The best way to enter a market of disruptive innovation (with existing or new technology) is to start with a minimal viable product (MVP) introduced at the right time and a strong value chain. MVP is a product with a limited set of features that fits the user needs of a niche market. Once the product has gained an audience ideas to gain mass market with added features can be explored. Tamara gave an example of one of PARC's chip packaging technology which was introduced seven years ago but shelved due to bad timing. It was reworked seven years later by partnering with Sun Microsystems and Oracle due to their advances in chip technology. The value chain are a group of activities (see image below- extreme right) that help to bring the product to market. In existing markets best practices help define a path to market entry but in disruptive markets one has to be flexible and shift gears depending on learnings. It is also critical to partner with experts and consultants studying these new markets as well as visit trade shoes and conferences to learn as much as possible. Partnerships are forged to strengthen the chain and build credibility.

Case Study: Printed Electronics Services

PARC developed low cost disposable printed flexible electronic expertise and devices can be applied in health electronics, packaging and biomedicine. When DARPA (Defense Agency) contacted them to develop an early detection solution to prevent brain injury for soldiers they partnered with consultants and experts to expand their printed electronics services for defense applications. They soon realized they couldn't manufacture the films at the scale desired and thus decided to play a connector role (flexibilty to change is key) between materials and manufacturing.  They partnered with Polyera and 2 other manufacturers thus giving up positions in the value chain and concentrating on their strength (network orchestrator). The lessons are outlined in the image on the right where N=1 means that they relied on more than one consultant or expert to help traverse this new territory and in many cases related to disruptive innovation a group of experts help bring together a holistic viewpoint and a superior product. The other lessons were to be flexible to change course, focus on strengths in the value chain and partner in areas of weaknesses.
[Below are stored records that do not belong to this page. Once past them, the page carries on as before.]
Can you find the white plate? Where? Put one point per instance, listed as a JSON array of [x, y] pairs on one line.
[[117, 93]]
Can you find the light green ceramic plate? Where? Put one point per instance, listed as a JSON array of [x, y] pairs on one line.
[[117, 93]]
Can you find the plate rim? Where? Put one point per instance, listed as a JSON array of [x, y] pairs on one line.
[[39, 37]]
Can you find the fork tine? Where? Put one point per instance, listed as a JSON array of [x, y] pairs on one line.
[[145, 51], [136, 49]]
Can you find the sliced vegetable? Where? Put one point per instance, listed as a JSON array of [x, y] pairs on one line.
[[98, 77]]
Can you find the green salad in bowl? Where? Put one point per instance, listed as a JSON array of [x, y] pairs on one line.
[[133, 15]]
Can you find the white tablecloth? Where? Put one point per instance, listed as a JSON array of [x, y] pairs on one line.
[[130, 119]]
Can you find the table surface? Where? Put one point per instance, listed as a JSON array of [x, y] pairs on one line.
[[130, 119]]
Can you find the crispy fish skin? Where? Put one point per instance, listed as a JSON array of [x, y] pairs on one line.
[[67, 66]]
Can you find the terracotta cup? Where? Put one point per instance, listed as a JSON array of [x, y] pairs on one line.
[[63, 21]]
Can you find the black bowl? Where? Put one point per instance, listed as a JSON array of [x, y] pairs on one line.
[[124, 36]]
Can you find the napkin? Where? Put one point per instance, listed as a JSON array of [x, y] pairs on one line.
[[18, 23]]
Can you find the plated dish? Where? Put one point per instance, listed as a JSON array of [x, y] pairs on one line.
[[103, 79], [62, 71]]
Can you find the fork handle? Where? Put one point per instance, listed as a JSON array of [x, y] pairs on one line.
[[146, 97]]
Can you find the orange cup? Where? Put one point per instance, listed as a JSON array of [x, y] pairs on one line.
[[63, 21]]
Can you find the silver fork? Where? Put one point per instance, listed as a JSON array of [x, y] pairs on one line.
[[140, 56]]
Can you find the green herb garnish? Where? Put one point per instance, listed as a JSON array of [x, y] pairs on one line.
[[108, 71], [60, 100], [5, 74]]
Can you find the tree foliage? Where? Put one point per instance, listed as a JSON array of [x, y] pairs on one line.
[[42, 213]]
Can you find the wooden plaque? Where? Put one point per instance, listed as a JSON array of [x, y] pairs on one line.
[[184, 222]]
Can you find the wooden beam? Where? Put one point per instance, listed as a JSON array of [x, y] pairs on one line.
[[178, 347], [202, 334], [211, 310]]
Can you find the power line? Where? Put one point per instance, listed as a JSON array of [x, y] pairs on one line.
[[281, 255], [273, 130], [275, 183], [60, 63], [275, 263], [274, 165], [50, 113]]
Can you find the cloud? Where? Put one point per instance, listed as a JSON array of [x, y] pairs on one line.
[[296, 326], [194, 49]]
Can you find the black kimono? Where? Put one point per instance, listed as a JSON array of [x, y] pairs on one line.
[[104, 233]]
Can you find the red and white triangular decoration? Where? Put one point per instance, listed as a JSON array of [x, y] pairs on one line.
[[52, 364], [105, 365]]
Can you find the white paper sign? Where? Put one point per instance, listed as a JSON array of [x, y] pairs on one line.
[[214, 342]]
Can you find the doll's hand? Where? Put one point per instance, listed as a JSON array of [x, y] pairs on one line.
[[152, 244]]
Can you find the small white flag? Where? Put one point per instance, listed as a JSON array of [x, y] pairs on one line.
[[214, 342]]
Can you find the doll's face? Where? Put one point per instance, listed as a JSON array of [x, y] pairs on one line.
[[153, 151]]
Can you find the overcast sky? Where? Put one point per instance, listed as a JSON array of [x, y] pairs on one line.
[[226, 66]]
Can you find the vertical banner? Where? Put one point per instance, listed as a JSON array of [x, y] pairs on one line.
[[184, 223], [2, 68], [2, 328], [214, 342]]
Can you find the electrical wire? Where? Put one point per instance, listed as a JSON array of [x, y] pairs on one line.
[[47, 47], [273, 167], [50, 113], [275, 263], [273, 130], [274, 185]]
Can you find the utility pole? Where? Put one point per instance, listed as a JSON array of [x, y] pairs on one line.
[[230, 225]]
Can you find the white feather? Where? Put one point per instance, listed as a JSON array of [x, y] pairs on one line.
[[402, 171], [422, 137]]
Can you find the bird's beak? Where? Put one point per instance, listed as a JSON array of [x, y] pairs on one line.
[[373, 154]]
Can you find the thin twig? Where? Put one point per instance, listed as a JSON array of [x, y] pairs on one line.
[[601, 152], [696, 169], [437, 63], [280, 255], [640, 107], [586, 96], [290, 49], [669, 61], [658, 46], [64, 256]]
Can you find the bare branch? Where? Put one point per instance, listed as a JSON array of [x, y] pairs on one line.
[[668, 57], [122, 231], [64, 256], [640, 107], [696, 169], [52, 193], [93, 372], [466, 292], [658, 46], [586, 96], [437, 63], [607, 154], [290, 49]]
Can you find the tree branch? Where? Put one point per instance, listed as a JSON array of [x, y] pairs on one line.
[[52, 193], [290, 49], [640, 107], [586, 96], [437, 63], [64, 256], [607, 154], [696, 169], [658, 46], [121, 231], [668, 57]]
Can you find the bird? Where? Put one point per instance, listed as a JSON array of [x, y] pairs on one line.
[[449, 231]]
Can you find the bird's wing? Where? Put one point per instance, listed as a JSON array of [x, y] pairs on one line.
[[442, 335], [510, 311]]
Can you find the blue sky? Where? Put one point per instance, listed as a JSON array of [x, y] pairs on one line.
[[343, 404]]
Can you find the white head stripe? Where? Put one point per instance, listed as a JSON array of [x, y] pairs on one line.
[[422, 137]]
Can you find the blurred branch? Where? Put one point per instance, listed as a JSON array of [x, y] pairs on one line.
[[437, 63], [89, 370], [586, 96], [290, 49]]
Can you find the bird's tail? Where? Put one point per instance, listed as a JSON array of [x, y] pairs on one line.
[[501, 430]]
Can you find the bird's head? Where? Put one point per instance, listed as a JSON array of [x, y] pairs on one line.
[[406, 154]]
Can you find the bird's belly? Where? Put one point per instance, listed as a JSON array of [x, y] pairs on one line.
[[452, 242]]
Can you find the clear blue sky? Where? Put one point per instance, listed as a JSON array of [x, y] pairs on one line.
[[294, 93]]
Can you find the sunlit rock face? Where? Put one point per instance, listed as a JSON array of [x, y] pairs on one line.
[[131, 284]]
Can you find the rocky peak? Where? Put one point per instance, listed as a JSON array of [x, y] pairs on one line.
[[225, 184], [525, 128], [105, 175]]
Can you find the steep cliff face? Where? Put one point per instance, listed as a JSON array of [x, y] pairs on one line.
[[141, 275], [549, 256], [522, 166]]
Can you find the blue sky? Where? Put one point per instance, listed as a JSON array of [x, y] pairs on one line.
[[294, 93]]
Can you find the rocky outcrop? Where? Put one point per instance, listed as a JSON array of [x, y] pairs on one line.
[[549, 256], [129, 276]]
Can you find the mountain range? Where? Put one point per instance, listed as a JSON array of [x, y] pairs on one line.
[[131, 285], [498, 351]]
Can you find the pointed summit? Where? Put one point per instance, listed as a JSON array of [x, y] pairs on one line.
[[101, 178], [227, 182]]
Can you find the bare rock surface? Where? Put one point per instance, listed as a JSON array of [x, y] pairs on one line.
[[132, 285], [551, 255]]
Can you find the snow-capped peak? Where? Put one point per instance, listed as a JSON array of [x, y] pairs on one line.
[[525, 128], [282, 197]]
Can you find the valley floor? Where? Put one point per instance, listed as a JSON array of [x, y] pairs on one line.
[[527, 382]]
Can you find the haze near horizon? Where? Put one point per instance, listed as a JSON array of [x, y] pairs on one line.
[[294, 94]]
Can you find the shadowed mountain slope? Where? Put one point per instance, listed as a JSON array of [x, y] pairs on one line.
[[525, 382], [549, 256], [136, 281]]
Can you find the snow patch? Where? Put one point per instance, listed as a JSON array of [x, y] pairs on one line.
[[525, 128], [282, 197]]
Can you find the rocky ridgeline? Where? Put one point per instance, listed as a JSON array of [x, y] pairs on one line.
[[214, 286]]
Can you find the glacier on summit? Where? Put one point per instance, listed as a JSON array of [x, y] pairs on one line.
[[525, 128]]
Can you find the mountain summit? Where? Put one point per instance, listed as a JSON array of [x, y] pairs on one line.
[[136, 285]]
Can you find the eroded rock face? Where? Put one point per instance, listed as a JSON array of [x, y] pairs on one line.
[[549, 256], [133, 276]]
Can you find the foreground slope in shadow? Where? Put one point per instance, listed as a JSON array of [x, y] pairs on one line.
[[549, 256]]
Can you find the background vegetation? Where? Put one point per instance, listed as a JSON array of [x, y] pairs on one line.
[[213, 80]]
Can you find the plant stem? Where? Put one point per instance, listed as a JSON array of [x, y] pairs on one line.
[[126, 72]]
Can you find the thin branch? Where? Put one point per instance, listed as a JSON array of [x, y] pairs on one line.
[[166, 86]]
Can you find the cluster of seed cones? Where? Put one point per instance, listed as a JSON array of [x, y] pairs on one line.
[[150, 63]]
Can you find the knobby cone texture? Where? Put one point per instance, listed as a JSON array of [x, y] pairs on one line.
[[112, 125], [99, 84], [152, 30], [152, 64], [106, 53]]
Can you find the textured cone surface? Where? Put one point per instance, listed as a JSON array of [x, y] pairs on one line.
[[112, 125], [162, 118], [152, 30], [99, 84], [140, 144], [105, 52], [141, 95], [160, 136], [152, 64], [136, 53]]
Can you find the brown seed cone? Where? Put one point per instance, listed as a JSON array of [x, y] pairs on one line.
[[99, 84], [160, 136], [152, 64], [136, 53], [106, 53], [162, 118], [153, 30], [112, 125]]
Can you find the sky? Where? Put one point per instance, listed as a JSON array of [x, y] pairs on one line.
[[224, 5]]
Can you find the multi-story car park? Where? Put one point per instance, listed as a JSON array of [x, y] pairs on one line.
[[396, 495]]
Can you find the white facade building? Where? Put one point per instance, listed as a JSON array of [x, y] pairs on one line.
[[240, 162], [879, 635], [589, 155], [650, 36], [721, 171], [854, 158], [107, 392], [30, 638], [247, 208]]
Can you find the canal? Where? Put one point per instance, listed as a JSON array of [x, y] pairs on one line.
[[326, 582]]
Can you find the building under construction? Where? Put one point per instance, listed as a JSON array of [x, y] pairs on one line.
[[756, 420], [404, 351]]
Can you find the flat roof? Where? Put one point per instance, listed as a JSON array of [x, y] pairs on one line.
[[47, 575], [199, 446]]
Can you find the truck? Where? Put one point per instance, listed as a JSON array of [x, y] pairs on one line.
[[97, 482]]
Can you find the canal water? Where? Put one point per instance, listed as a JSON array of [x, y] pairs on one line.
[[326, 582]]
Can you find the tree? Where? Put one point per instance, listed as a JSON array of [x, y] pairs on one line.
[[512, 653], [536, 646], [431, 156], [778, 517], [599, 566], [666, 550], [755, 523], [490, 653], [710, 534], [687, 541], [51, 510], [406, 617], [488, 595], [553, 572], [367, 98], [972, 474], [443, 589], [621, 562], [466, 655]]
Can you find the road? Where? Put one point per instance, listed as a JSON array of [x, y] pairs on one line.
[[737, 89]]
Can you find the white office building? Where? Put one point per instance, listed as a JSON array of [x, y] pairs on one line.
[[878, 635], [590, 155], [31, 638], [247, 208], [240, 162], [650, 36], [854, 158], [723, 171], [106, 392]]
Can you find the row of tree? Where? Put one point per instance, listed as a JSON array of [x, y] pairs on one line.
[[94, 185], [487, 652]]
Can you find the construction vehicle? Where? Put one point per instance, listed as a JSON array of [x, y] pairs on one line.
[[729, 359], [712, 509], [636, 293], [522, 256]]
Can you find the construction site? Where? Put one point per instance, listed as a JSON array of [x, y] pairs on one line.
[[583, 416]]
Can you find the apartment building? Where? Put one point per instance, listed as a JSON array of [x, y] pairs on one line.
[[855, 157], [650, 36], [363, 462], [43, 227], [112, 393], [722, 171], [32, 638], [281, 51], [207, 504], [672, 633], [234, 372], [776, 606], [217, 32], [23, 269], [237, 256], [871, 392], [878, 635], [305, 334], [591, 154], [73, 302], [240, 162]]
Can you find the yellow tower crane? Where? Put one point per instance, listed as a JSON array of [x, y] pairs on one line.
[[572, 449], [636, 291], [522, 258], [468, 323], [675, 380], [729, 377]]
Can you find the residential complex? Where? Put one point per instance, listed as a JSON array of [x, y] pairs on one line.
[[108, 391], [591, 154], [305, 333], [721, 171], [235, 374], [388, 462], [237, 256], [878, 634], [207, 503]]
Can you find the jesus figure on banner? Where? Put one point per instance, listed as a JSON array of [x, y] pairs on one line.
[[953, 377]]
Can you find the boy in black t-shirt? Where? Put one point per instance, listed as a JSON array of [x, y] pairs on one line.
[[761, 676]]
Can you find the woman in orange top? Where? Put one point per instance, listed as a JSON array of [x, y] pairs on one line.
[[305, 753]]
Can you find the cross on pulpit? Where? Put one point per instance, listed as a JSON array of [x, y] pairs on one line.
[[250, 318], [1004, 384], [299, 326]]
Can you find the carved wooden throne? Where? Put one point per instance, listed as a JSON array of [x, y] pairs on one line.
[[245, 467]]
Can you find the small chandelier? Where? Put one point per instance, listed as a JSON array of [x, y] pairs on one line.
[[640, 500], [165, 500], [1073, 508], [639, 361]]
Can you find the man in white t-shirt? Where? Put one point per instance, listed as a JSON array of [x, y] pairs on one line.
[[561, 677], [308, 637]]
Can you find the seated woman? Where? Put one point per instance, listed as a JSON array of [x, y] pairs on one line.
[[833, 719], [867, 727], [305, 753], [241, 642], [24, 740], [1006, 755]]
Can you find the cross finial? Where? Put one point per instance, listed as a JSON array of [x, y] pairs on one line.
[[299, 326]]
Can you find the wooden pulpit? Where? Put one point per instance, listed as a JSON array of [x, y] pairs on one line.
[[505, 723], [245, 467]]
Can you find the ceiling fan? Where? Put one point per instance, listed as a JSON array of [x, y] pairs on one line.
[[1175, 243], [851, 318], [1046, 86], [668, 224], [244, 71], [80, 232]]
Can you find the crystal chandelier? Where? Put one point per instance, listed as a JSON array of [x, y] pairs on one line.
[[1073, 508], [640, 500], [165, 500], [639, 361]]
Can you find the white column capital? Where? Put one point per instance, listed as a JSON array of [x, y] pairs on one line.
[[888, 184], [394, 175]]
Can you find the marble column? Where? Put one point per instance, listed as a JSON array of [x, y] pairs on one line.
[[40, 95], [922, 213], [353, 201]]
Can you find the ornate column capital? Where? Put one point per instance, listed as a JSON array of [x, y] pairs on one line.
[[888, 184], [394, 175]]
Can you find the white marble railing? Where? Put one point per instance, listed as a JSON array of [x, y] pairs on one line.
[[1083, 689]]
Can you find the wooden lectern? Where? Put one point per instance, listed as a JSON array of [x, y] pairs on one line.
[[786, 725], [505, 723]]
Case Study: Content-Centric Networking Protocol

PARC developed a communication protocol complementing existing IP infrastructure to reduce the cost of distributing video and other content in IP/TV networks. Content-Centric Networking uses a unique architecture that caches content closest to the users who request it most thus reducing network capital cost and operating expense.  To create this solution PARC collaborated with Van Jacobson, Chief Scientist at Cisco and an IP/TV expert and took it to open source for feedback. They tested this network with the government and early adopters and used feedback to improve the solution to get critical mass. The lessons here were to get the right commitment, gain critical mass and engage user feedback early.

Overall lessons are to use ethnography to understand how people are using your products and thus have a well defined MVP. Disruptive innovation is more about unique business models and integrating technology. As a company expands it is critical to have a portfolio of products ranging from core to next gen products and using a process to manage this innovation can be the difference between success and failure.